Thermoelectric power factor of Bi-Sb-Te and Bi-Te-Se alloys and doping strategy: First-principles study

Abstract

The Bi2Te3-related binary compounds (Bi2Te3, Sb2Te3, Bi2Se3, and Sb2Se3) and ternary alloys [(Bi1-xSbx)2Te3 (BST, 0 ≤ x ≤ 1) and Bi2(Te1-ySey)3 (BTSe, 0 ≤ y ≤ 1)] are known as the high performance room temperature thermoelectric materials. Here, for the first time, we systematically study the thermoelectric transport properties of BST and BTSe alloys by calculating their thermoelectric power factor (PF) as a function of alloy composition ratio x and y, carrier concentration n, and the absolute temperature T. The band valley degeneracy and the band gap are critical to determine the thermoelectric transport properties of ternaries. We find that PFs of p-type BST are comparable to those of binaries, while those of n-type BTSe are not, due to the band structure similarity. And the p-type BST performances are superior to the n-type BTSe due to the longer carrier relaxation time, transport anisotropy, and the band valley degeneracy.
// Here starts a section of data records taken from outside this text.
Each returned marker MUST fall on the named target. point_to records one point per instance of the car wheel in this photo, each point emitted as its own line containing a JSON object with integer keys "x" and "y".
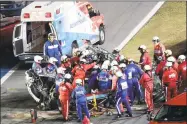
{"x": 101, "y": 35}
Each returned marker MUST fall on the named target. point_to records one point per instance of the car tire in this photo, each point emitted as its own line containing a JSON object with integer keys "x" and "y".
{"x": 101, "y": 35}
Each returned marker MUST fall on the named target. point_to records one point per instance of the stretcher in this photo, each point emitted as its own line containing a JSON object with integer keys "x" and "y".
{"x": 96, "y": 103}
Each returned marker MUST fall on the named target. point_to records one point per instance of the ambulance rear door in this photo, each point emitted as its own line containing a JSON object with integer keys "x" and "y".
{"x": 17, "y": 41}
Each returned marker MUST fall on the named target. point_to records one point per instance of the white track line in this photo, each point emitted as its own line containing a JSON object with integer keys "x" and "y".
{"x": 141, "y": 24}
{"x": 9, "y": 73}
{"x": 123, "y": 43}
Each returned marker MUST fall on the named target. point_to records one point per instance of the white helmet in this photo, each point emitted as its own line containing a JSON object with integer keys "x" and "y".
{"x": 67, "y": 76}
{"x": 168, "y": 64}
{"x": 61, "y": 70}
{"x": 122, "y": 65}
{"x": 156, "y": 38}
{"x": 171, "y": 59}
{"x": 52, "y": 60}
{"x": 104, "y": 67}
{"x": 83, "y": 60}
{"x": 114, "y": 69}
{"x": 182, "y": 57}
{"x": 37, "y": 59}
{"x": 168, "y": 52}
{"x": 63, "y": 57}
{"x": 116, "y": 49}
{"x": 78, "y": 81}
{"x": 143, "y": 47}
{"x": 106, "y": 62}
{"x": 119, "y": 74}
{"x": 130, "y": 59}
{"x": 122, "y": 57}
{"x": 86, "y": 52}
{"x": 114, "y": 62}
{"x": 147, "y": 67}
{"x": 96, "y": 67}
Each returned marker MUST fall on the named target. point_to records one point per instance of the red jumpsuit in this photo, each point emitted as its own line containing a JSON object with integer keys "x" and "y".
{"x": 169, "y": 79}
{"x": 159, "y": 50}
{"x": 160, "y": 69}
{"x": 79, "y": 72}
{"x": 182, "y": 76}
{"x": 145, "y": 59}
{"x": 146, "y": 81}
{"x": 65, "y": 90}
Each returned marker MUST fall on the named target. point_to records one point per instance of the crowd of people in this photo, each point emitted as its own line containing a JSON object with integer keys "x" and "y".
{"x": 122, "y": 75}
We also find that the optimal carrier concentrations which maximize the PFs (nopt) depend on the ternary composition and the transport direction. The bipolar effect is found to be less significant for n-type BTSe due to the large band gap and the large nopt. For p-type poly-crystalline BST, the nopt is between 3 and 4 × 1019 cm−3 and it is achievable by Sb alloying and controlling the concentration of intrinsic defect. However, for n-type polycrystalline BTSe, nopt is ranging between 6 × 1019 cm−3 and 1 × 1020 cm−3 and thereby we need additional extrinsic dopant beyond Se alloying. The defect formation energy calculations reveal that Cl, Br, and I impurities are potential candidates for n-type carrier sources without forming any compensating defect, while F as well as Au is the compensating defect.